YouTube Gives Live Streaming a Spin

YouTube began a limited two-day test of live streamed video on Monday, partially fulfilling years of rumors that the Google-owned service would enter the live market currently dominated by players such as Livestream, UStream and Justin.tv.

The experiement began on Monday with shows from Rocketboom, Howcast, Indy Mogul, Barely Political and JR Sport Brief.

It’s unclear how the early testing is going. Google’s media relations team didn’t respond to a request for information about the test by deadline for this article.

Live user comments enabled by Google on the streams indicated mixed results.

“Little choppy but not bad,” one viewer posted during an interview with skateboard pro and entrepreneur Tony Hawk.

“Lags as hell,” posted another, shortly before a nearly one-minute disruption in the stream. Fewer than a dozen people were watching the afternoon stream, according to viewing numbers that seemed to appear and disappear frequently.

Such issues were not unexpected. Google itself warned in its Sunday blog post announcing the trial that it would feature some bumps.

What’s Cooking?

It’s unclear how live streaming might fit into Google’s plans. The site is not yet profitable, as a company executive recently noted, and live-streaming video is often seen as more difficult to monetize than YouTube’s staples.

“We don’t know what the business model is for YouTube, let alone live streaming,” Bruce Leichtman, president and principal analyst at Leichtman Research Group, told TechNewsWorld.

However, the space is growing.

Over the last year, the amount of time spent by American viewers watching live streaming video on major sites such as UStream, Livestream and Stickam has grown by 648 percent to nearly 1.4 billion minutes, wrote ComScore analyst Andres Palmiter just last week.

In comparison, the amount of time watching YouTube has grown by 68 percent over the same time period, noted ComScore.

Live streaming video can also help deliver key audiences to advertisers, Palmiter wrote, particularly the male 18-34 demographic — which he said makes up 30 percent of the total live viewing audience on major live steaming sites.

No Big Deal?

Still, neither the industry nor viewers should get too carried away about YouTube’s possible entry into live streaming, said Dan Rayburn, executive vice president of Streamingmedia.com and a principal analyst at Frost & Sullivan.

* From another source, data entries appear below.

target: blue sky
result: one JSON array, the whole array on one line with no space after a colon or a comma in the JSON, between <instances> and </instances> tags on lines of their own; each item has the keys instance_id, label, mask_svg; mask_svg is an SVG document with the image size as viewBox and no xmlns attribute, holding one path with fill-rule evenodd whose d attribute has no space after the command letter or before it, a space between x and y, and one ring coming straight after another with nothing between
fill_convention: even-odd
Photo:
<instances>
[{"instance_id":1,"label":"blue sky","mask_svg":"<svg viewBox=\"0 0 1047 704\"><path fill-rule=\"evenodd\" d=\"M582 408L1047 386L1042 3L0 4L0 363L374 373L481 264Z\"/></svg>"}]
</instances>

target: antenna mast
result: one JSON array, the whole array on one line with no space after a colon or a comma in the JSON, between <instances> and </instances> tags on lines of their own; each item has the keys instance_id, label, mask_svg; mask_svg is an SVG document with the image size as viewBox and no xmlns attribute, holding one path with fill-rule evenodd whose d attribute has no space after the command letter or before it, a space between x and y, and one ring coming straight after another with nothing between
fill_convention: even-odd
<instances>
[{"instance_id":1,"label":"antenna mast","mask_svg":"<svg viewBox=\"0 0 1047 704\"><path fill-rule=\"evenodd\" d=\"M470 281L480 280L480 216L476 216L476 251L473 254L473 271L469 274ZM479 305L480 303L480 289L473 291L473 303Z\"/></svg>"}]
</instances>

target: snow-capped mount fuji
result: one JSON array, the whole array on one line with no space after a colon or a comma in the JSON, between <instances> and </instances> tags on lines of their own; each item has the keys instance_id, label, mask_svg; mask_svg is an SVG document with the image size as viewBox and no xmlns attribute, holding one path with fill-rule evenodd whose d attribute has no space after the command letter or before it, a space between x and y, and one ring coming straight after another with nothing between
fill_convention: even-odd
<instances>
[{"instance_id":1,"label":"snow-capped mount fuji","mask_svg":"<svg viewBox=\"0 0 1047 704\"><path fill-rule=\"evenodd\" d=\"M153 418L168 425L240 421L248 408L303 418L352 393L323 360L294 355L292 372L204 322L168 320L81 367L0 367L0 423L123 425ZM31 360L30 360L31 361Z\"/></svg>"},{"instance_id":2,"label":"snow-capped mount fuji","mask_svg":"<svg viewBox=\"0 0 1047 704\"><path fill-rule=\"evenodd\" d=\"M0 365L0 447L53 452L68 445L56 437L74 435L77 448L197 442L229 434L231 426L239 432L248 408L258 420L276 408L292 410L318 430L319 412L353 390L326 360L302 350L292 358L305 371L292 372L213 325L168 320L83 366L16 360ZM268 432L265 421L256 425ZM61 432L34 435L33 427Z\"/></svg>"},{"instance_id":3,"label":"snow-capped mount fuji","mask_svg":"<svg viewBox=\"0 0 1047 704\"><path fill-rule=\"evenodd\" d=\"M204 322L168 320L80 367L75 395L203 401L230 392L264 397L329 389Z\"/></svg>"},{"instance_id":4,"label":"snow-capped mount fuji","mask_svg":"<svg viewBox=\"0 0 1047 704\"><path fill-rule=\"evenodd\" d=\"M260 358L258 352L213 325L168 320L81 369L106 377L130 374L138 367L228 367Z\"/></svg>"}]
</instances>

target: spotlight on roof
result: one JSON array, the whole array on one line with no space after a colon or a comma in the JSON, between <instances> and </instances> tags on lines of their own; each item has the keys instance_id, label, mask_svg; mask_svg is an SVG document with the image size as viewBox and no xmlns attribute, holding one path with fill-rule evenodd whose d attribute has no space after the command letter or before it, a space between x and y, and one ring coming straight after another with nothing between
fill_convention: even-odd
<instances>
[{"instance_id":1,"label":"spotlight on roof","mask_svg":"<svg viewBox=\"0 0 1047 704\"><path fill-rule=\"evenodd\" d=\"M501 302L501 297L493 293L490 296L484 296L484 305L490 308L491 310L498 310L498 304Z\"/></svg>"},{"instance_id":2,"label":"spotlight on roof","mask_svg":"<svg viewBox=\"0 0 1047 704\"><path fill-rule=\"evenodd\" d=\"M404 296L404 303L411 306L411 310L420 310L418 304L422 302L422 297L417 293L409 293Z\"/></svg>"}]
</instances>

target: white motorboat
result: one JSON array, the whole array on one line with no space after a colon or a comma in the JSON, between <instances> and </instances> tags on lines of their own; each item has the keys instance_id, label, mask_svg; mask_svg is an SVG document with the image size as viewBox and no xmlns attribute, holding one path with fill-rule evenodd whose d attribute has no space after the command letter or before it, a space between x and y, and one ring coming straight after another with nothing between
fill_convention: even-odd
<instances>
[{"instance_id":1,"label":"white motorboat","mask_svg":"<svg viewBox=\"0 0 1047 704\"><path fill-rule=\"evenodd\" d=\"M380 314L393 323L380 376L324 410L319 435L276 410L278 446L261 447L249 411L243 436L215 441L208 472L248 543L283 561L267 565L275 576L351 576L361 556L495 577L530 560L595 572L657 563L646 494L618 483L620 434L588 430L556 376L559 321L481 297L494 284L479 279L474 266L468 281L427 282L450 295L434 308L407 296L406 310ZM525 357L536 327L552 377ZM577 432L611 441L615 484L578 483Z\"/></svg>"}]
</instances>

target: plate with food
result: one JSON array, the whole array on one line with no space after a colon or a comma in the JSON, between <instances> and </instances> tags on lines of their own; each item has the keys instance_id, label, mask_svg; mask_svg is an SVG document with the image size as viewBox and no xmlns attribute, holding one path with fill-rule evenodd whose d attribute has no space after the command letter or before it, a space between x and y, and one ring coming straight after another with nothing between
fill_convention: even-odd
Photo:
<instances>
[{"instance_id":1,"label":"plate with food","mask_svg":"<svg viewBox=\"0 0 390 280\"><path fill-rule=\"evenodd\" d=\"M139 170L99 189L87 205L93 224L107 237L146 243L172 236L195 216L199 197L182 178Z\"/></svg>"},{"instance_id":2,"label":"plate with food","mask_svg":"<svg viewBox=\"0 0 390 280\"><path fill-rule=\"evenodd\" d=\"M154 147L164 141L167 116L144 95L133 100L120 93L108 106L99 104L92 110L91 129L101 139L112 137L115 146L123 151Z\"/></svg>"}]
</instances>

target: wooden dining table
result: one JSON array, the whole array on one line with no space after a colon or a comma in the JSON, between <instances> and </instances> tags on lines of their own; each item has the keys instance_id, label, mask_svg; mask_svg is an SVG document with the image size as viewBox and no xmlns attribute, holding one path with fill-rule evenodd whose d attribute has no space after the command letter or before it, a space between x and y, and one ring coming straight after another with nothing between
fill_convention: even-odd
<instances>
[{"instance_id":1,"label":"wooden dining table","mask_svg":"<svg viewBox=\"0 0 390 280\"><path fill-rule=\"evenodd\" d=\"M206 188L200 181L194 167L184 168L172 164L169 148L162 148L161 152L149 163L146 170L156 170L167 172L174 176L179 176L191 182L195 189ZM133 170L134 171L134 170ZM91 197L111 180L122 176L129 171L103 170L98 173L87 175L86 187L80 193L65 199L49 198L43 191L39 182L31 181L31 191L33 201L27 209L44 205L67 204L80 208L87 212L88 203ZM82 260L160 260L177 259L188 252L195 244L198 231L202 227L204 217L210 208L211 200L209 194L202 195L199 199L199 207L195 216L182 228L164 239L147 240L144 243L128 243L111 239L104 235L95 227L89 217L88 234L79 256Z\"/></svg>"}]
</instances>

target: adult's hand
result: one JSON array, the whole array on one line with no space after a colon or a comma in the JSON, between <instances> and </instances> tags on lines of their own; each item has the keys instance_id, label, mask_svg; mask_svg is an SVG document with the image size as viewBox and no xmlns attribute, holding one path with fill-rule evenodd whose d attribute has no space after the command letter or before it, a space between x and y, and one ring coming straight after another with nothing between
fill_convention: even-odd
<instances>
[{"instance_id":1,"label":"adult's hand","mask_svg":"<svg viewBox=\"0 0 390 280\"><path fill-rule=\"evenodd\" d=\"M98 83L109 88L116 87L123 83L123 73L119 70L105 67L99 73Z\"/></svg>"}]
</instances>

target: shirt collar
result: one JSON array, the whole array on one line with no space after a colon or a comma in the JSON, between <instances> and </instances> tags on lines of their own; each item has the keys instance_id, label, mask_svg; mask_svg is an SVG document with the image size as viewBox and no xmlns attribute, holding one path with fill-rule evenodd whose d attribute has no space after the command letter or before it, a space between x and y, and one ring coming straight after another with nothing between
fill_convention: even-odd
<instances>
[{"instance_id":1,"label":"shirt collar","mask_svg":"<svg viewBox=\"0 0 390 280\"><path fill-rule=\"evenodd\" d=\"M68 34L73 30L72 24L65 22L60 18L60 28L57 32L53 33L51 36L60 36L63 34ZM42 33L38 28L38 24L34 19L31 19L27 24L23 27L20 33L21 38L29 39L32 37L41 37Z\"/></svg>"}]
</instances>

“It’s not that big a deal,” he told TechNewsWorld. “They’re not doing anything that’s new or huge.”

Many questions remain about how YouTube would handle such a service. It’s unclear how well YouTube streaming would handle latency issues, what functionality it would have, how it scales or what encoding it supports, Rayburn said.

Google also likely still needs answers to many operational questions, which is why it’s performing the tests, he said.

There’s no guarantee YouTube will open a broader service once the test is complete — or if it does, that it will happen anytime soon, he said.

If YouTube does launch a service, it will almost certainly be limited to a small group of content partners, for whom YouTube will simply be another distribution channel. It’s unlikely YouTube will sell live streaming as a service, as companies such as Livestream and Ustream do.

“It’s not difficult to put a live stream on the Internet, and it’s not that expensive,” said Rayburn. “CNN is not going to pull their live stream off cnn.com and put it on YouTube.”